PEOPLE have been urged to order their Christmas trees early this year, because there might not be any left closer to the holiday period.

The number of trees available on the home market is likely to be down on previous years due to a combination of factors including reduced production and an increase in exports to Britain.

Noel Moran, chairman of the 80-member Irish Christmas Tree Growers Association, said it is unlikely growers will have any trees left over.

"I would say a lot of outlets will be sold out well before Christmas this year," he said.

Irish grown Christmas trees, which are expected to sell at an average of €<35 each on the retail home market this year, are also exported to Britain, France and other countries including Norway.

However, plantings in Ireland began to level off from around 2001 as many growers felt the returns did not economically justify continuing in the business.

It is expected that 600,000 Irish trees with a retail value of some €<20 million will be available for home and export markets this Christmas.

Mr Moran, whose company, Emerald Christmas Trees, is based in Wexford, said a lot of Irish growers who traditionally would have dealt only with the home market have received inquiries from Britain.

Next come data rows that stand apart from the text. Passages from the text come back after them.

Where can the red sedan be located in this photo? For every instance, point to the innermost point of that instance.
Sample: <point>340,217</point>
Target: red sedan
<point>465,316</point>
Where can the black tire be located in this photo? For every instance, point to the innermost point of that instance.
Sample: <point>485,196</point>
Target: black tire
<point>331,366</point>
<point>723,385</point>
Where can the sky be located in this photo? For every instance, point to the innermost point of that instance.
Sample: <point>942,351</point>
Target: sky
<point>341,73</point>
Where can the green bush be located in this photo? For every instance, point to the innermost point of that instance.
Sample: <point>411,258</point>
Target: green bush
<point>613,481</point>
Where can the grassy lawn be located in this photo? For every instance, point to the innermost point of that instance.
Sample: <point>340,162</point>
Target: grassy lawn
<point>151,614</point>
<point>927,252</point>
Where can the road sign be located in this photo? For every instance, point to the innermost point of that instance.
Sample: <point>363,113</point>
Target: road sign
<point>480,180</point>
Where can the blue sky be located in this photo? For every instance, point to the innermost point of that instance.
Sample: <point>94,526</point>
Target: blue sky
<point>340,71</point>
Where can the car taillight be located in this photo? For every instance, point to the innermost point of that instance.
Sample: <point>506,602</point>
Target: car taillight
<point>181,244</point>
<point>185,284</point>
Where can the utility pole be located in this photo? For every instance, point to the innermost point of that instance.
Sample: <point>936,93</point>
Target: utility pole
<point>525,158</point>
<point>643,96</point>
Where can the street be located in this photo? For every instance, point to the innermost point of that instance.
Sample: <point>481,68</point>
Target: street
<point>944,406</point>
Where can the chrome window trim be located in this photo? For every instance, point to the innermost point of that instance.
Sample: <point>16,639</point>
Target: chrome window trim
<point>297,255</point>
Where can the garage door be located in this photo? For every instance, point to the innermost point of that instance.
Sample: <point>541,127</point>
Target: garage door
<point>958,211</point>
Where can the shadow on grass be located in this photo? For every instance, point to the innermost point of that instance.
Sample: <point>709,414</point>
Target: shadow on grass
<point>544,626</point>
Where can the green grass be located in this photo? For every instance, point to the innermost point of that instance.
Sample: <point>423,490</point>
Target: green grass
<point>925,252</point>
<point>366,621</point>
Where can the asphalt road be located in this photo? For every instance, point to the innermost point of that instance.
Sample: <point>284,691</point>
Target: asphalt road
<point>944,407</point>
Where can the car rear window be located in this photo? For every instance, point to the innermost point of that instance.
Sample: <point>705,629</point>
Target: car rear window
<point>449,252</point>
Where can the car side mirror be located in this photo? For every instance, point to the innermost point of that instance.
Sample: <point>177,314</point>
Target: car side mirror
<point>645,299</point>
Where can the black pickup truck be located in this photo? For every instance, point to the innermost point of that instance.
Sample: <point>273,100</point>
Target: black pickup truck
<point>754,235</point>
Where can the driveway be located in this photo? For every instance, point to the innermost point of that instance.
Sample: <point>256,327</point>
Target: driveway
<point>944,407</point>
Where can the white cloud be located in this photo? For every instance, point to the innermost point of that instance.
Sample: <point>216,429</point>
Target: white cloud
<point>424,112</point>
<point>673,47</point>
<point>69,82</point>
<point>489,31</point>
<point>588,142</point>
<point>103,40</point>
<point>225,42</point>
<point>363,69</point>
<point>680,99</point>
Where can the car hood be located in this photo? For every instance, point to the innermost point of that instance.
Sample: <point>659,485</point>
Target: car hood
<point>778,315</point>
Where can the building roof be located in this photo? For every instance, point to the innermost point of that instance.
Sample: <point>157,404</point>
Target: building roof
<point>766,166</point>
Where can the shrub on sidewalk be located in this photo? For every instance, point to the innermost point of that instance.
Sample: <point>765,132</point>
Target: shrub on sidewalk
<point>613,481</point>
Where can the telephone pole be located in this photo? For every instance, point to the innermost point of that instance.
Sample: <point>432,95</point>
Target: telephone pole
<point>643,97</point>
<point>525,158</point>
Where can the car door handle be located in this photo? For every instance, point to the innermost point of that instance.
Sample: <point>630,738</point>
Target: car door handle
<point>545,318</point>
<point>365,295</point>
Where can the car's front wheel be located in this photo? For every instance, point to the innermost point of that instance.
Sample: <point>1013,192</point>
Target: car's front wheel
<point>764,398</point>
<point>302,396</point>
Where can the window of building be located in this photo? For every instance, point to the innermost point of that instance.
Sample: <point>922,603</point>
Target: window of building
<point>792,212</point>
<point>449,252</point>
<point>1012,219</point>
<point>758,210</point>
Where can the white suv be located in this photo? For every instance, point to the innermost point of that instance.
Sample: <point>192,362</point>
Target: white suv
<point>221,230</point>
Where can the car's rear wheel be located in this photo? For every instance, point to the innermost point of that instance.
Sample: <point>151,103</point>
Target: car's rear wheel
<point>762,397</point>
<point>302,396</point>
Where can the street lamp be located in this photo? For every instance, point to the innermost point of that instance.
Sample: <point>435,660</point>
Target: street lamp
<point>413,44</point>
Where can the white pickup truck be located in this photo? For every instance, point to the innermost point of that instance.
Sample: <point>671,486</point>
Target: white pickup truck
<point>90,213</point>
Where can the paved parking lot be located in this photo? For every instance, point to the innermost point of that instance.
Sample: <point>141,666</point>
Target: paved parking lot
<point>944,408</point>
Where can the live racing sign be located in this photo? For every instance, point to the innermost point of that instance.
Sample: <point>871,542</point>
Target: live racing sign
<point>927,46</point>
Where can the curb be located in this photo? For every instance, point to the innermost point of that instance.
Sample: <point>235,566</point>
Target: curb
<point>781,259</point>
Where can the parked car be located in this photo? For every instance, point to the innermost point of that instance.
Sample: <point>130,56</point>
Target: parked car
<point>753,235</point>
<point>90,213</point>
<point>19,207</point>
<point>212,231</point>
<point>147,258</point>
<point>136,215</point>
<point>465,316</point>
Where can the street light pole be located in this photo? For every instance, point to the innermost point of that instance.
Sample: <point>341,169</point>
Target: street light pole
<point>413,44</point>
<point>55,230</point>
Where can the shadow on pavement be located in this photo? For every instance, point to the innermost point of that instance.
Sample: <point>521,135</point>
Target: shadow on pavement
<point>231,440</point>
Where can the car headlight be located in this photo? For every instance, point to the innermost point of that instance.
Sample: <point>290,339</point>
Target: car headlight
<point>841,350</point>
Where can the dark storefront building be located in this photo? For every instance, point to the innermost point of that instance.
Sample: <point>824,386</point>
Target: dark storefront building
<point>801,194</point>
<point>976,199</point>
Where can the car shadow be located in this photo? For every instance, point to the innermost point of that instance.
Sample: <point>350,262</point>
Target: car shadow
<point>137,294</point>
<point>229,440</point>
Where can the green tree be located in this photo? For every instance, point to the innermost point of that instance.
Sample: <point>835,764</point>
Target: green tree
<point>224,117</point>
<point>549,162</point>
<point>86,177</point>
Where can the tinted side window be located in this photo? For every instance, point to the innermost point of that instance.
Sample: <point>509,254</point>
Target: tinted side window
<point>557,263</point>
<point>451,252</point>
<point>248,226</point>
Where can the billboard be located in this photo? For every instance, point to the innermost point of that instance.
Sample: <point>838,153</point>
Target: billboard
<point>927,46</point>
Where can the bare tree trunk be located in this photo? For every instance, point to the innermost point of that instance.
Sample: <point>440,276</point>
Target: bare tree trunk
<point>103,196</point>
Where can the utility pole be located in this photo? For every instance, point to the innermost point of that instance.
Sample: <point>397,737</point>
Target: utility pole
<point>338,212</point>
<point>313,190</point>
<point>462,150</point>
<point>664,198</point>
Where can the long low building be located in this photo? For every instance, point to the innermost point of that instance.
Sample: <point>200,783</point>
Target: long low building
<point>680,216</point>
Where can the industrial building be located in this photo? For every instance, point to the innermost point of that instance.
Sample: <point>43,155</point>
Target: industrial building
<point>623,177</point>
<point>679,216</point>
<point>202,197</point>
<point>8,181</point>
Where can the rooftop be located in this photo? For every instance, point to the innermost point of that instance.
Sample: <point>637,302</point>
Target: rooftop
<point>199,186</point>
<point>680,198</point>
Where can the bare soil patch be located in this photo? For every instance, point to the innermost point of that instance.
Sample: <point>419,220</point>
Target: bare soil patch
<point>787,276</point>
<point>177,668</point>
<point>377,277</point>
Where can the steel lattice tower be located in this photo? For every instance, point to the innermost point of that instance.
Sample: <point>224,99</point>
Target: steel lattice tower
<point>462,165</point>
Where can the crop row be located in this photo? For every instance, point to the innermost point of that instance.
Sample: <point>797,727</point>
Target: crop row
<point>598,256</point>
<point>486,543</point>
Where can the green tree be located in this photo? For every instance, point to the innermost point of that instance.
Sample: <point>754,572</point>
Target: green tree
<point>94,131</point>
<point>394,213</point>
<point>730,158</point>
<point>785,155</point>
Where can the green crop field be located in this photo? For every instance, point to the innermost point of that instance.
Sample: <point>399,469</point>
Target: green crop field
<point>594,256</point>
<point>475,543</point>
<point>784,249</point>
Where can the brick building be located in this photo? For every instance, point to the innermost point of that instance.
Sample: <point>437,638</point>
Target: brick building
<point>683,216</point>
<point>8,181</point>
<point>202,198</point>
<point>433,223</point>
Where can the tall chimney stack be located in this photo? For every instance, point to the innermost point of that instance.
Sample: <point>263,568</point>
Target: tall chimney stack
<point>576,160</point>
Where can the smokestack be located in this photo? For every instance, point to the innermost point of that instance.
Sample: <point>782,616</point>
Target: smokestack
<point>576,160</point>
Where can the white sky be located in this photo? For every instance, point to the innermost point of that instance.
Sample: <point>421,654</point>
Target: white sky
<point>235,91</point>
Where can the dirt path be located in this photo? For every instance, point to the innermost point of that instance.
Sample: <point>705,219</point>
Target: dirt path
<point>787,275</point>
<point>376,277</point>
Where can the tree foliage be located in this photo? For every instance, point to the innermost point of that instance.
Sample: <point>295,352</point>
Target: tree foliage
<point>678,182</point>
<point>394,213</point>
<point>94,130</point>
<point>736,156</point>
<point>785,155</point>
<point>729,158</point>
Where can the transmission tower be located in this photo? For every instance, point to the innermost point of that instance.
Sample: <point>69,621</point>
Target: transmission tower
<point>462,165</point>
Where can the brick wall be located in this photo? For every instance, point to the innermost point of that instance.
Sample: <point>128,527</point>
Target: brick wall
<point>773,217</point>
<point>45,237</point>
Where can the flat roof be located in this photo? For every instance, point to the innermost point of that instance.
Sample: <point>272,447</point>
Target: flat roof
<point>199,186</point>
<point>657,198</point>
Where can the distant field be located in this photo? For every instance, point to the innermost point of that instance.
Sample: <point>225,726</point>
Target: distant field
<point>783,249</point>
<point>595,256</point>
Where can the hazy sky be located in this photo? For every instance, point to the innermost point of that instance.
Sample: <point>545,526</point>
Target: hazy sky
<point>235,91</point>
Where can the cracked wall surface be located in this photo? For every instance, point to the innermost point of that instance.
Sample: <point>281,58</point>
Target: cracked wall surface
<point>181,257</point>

Industry sources predict that exports of Irish Christmas trees to Britain will increase by 20% this year.

Britain normally imports around 1.2 million Nordmann fir trees from Denmark each Christmas, but that number is expected to drop to around 300,000 this year.

That’s primarily due to a lot of growers having made plans to leave the Christmas tree industry in Denmark in recent years for economic reasons.

But in order to qualify for the European Union single farm payment these growers had to get out of Christmas tree production and plough their land back into agricultural use by a certain date this year.

As a result, a lot of the crops that were in the ground were taken out a year or two early. That means the shortage of Danish Christmas trees, which was expected in a few years time, has been brought forward.

In an effort to compensate for the shortage of Danish trees, British growers have planted millions more Nordmann fir, but these will not be ready for digging out until December next year.

About 15% of all trees sold in Britain come from Denmark. This year that figure will be down to 2%.

Richard Deffee, a forester on the Cranborne Estate in Dorset, said that he was already being besieged by worried dealers.

"Over the last month we have had businesses calling up wanting a couple of thousand Christmas trees they would usually get from Denmark," he said.